Ella lo besó, explorando sus labios con su lengua, apartándose luego en son de desafío.

—Te sienta muy bien esa bata, pero aún me gustas más sin ella —dijo Max, depositando su copa junto a la de ella sobre la mesilla de noche.

Luego desató el cinto de la bata de Mary y la abrió.

Un agradable temblor la invadió. El aire fresco le acariciaba la carne desnuda. Se sintió suave, vulnerable; lo necesitaba a él.

Con sus pesadas manos, que ahora se habían convertido en unas ligeras alas, Max comenzó a describir lentos círculos sobre sus senos, los sopesó, los oprimió y masajeó delicadamente. Se arrodilló ante ella y le besó los pezones.

Ella le tomó la cabeza entre las manos e introdujo los dedos entre sus cabellos.

Alan estaba equivocado acerca de Max.

—Mi querido Max —murmuró.

Movió sus labios sobre el tenso vientre mientras ella se recostaba; le besó los muslos y le lamió con delicadeza el cálido centro, deslizando las manos bajo sus nalgas para alzarla un poco.

Tras un largo rato, durante el que los murmullos de ella iban y venían como el enigmático susurro del mar, Max levantó la cabeza y dijo:

—Te amo.

—Entonces, hazme el amor.

Max se despojó de la bata y se reunió con ella en la cama.

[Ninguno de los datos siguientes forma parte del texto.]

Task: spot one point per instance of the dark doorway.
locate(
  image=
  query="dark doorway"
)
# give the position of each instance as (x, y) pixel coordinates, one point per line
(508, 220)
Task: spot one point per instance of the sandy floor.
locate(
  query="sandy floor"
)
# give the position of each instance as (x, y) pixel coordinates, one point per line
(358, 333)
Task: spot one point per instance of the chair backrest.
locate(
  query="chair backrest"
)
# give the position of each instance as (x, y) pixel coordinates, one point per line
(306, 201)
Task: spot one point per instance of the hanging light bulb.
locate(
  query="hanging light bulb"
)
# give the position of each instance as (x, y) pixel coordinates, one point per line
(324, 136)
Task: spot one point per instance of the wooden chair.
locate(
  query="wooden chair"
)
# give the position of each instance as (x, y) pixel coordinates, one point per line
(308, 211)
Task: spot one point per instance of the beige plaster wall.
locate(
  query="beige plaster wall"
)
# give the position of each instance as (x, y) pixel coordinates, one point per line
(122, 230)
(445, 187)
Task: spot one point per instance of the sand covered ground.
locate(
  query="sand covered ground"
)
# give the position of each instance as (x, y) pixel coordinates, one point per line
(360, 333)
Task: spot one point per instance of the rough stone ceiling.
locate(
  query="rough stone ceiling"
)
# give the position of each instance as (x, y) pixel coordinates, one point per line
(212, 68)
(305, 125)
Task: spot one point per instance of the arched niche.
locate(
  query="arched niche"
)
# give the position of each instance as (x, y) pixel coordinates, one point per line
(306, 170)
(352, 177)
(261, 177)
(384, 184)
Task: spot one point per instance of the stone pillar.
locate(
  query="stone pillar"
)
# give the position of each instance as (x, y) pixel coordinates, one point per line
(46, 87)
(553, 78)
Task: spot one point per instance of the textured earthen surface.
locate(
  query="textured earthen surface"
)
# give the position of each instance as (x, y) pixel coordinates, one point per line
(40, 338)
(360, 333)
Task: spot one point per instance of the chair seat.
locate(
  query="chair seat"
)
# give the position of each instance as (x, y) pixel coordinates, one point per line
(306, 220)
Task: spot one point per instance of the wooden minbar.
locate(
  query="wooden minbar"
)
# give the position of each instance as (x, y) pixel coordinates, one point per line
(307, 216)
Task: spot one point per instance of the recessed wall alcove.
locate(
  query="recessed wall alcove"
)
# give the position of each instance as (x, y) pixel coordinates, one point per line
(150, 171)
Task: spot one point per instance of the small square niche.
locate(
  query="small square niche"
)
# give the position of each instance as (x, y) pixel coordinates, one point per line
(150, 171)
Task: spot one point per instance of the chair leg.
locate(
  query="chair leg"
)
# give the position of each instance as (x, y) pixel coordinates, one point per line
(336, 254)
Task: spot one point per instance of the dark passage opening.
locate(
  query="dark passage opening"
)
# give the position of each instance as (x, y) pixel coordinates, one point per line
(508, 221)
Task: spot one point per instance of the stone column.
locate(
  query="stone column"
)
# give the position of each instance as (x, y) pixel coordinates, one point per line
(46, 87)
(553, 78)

Exhaustos, pero satisfechos, se separaron a medianoche, sin que por ello se rompiera el hechizo. Ella seguía flotando con los ojos cerrados dentro de aquel encanto. En cierto modo, se sentía más consciente de su cuerpo de lo que había estado durante el acto amoroso.

Sin embargo, instantes más tarde aquellos recuerdos de la visión volvieron a su mente: rostros ensangrentados y deformados. Sus párpados cerrados parecían unas pantallas gemelas que no proyectaban más que una carnicería.

Abrió los ojos y le pareció que en la oscuridad de la habitación se movían formas extrañas. Aunque no quería molestar a Max, no pudo evitar moverse de un lado a otro en la cama.

Por último, Max acabó por encender la luz.

—Necesitas un calmante —dijo, levantándose de la cama.

—No te molestes —repuso ella.

—Quédate donde estás.

Al poco rato regresó del baño con un vaso de agua y una de aquellas cápsulas que ella tomaba con bastante frecuencia.

—Tal vez no debería tomarla después de lo que he bebido —observó Mary.

—Sólo la mitad del whisky.

—Antes de ello había bebido un vodka.

—A estas alturas ya has digerido el vodka.

Mary tomó el sedante. No podía tragarlo, así que gracias a unos tragos de agua finalmente lo consiguió.

Volvieron a acostarse. Max le sostuvo la mano hasta que el sueño químicamente producido la invadió. Mientras el consciente se iba alejando de ella, cual pelota de un niño que rueda cuesta abajo, se puso a pensar cuán equivocado estaba Alan respecto a Max, completa e irremisiblemente equivocado.